The Office of the Inspector General (OIG) for the Federal Housing Finance Agency (FHFA) released a report Tuesday highlighting the risks associated with banks that have traditionally serviced mortgages backed by Fannie Mae or Freddie Mac selling the rights to service troubled mortgages to nonbank servicers that specialize in handling them.
According to the report, nonbank special servicers currently hold approximately $1.4 trillion in mortgage servicing rights out of the nearly $10 trillion market. However, these new servicers have less stringent regulatory and financial requirements than traditional banks.
OIG concluded that while FHFA, Fannie Mae, and Freddie Mac had each done a good job of responding to specific problems at nonbank servicers, the agency has not established a risk management process or overall oversight framework to handle general risks posed by nonbank special servicers by the very nature of their business model.
While not naming names, one such risk specifically cited by the report was the practice of using short term financing to purchase troubled mortgages that will require long term work to resolve their difficulties. The principal reason these mortgages are sold to the nonbank servicers is that they require extra time and money to cure the deficiency. The banks sell them in order to mitigate the loss that comes with servicing them. If short term financing is utilized to acquire the assets, the bill could come due before the profit from acquiring the mortgage is realized.
Another risk the report cites is the possibility that nonbank servicers are taking on a portfolio that is larger than their infrastructure is equipped to handle. The OIG notes that the rise in these nonbank servicers has been accompanied by a corresponding rise in consumer complaints, lawsuits, and other regulatory actions.
OIG recommended two specific actions for FHFA to take to mitigate the risk. First, the agency should issue guidance to Fannie Mae and Freddie Mac on the risk management process that should be employed to identify and mitigate risks related to nonperformance under Enterprise contracts with nonbank special servicers.

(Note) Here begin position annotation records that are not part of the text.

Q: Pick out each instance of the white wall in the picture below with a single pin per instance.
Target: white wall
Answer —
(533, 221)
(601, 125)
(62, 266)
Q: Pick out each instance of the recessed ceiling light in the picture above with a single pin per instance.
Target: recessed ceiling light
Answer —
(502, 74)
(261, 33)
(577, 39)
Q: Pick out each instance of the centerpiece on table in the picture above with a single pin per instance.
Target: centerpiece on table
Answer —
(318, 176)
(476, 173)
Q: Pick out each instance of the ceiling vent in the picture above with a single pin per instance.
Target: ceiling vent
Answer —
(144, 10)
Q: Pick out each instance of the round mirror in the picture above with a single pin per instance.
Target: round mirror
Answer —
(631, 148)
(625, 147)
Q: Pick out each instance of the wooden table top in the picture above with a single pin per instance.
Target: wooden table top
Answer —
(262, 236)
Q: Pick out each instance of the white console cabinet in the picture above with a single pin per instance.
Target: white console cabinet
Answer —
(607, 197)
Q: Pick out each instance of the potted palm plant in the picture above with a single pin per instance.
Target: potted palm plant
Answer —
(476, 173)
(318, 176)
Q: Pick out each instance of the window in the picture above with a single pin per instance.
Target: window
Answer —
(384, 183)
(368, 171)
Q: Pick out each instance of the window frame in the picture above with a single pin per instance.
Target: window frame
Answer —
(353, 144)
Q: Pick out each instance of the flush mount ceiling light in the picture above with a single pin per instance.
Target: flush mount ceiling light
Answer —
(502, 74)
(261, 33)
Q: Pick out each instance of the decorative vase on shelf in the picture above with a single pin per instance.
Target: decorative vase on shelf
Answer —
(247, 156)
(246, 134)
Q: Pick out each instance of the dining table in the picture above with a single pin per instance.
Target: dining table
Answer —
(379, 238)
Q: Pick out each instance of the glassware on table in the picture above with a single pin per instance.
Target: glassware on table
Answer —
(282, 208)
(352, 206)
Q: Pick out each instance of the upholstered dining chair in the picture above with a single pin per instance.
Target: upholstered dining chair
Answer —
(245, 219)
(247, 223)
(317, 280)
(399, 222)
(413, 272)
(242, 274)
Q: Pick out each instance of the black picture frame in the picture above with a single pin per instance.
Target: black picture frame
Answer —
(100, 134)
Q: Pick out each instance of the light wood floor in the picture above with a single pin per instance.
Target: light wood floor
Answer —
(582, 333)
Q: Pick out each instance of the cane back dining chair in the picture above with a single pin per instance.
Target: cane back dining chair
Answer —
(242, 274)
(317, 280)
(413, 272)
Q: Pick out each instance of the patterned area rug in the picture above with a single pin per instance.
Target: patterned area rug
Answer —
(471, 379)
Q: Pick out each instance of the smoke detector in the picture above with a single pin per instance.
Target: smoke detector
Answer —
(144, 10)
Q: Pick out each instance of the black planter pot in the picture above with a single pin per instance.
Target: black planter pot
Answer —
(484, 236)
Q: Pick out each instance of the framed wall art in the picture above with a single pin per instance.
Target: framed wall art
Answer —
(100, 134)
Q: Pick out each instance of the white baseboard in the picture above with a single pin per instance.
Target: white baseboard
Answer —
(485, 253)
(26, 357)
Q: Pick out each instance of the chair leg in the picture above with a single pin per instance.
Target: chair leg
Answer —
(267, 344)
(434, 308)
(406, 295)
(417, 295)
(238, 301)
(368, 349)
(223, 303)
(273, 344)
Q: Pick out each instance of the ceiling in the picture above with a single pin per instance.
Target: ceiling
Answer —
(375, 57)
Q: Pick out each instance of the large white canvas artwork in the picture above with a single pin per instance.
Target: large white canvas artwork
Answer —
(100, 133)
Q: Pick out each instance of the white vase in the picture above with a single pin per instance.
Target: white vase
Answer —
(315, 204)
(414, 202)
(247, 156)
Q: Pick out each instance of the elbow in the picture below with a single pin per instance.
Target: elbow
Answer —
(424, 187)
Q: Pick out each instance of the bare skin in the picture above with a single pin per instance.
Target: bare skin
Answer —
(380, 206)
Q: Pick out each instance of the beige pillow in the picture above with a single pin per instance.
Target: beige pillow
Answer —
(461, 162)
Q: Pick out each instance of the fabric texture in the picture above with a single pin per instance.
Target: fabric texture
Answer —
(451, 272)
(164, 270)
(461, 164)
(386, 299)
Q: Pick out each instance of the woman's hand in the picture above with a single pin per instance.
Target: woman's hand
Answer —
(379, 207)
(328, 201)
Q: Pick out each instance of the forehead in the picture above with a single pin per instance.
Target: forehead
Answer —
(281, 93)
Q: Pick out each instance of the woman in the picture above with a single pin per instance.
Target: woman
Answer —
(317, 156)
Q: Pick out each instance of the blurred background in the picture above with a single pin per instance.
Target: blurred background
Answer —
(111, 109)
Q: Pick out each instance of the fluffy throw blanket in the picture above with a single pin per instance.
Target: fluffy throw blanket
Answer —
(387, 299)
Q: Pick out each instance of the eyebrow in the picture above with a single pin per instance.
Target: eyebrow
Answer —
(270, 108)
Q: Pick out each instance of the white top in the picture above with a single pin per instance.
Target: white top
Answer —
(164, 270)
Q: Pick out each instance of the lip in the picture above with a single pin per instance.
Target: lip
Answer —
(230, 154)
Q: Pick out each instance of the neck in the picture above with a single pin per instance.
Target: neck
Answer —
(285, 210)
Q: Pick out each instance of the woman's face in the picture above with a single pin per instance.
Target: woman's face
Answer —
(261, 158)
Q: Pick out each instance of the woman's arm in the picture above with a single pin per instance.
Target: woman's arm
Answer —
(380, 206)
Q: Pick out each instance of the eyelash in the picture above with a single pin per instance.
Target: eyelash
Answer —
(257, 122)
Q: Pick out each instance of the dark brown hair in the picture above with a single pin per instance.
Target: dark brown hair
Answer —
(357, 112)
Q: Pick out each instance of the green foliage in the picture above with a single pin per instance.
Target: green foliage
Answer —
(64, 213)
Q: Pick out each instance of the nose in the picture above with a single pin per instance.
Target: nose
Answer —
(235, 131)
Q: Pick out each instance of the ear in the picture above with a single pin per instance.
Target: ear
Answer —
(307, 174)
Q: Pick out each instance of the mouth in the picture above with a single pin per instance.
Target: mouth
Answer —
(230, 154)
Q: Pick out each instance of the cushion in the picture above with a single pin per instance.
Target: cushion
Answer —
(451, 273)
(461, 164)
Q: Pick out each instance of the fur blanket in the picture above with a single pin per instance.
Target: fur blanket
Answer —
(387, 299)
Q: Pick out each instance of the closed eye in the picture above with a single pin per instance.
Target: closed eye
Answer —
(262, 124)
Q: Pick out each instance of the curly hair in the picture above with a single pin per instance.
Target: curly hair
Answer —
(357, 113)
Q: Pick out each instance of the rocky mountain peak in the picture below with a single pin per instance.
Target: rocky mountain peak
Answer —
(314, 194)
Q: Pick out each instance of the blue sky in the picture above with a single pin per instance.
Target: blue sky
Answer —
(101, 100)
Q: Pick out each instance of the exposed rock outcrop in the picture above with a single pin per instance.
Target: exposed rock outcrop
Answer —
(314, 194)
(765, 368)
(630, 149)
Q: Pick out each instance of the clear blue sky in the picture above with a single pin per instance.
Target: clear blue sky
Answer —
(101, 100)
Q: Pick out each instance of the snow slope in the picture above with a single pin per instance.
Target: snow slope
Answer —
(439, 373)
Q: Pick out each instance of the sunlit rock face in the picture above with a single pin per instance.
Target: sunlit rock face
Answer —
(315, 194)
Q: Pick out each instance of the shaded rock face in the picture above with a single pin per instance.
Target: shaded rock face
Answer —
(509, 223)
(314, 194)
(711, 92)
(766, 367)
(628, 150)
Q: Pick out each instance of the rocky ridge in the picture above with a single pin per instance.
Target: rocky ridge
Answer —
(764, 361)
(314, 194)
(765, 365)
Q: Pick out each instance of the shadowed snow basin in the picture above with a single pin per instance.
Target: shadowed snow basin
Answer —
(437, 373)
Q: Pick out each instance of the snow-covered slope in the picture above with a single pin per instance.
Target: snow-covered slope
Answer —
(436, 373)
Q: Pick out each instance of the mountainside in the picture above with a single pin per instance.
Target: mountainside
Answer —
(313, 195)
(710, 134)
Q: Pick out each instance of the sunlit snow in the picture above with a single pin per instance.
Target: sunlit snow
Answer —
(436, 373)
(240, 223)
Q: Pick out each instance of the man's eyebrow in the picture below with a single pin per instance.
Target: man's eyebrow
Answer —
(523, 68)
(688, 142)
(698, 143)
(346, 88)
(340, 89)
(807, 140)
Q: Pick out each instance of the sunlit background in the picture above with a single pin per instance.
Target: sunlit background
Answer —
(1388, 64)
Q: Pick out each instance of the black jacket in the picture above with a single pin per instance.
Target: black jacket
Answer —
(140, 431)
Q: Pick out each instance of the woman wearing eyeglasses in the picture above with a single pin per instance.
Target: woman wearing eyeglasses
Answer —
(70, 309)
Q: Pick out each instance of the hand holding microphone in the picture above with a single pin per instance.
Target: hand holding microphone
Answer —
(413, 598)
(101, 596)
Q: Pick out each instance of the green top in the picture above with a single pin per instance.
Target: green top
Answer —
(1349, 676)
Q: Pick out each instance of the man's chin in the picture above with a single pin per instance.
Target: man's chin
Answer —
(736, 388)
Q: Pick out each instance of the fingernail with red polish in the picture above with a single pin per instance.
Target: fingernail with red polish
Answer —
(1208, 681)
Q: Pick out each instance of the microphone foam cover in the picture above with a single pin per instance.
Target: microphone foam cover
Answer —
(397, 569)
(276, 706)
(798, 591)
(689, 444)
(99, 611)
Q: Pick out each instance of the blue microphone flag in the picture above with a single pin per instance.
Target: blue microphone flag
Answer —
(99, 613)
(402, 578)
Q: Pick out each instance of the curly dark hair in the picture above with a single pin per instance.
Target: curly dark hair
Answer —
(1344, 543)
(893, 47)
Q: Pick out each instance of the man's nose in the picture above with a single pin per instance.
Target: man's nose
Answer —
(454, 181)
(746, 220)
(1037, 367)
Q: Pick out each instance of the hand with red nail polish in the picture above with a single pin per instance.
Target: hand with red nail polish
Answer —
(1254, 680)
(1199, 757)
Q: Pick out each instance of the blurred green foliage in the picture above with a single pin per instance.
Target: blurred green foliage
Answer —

The other step that OIG recommended was for the agency to develop a comprehensive framework to mitigate the risks nonbank special servicers pose to the Enterprises including routine FHFA examinations, Enterprise reviews, and capacity testing before acquisition of servicing rights to ensure these servicers can continue to fulfill their servicing requirements.
To accomplish the recommendations, OIG pointed to the 2013 risk management guidance published by the Consumer Financial Protection Bureau and the Office of the Comptroller of Currency as a possible model.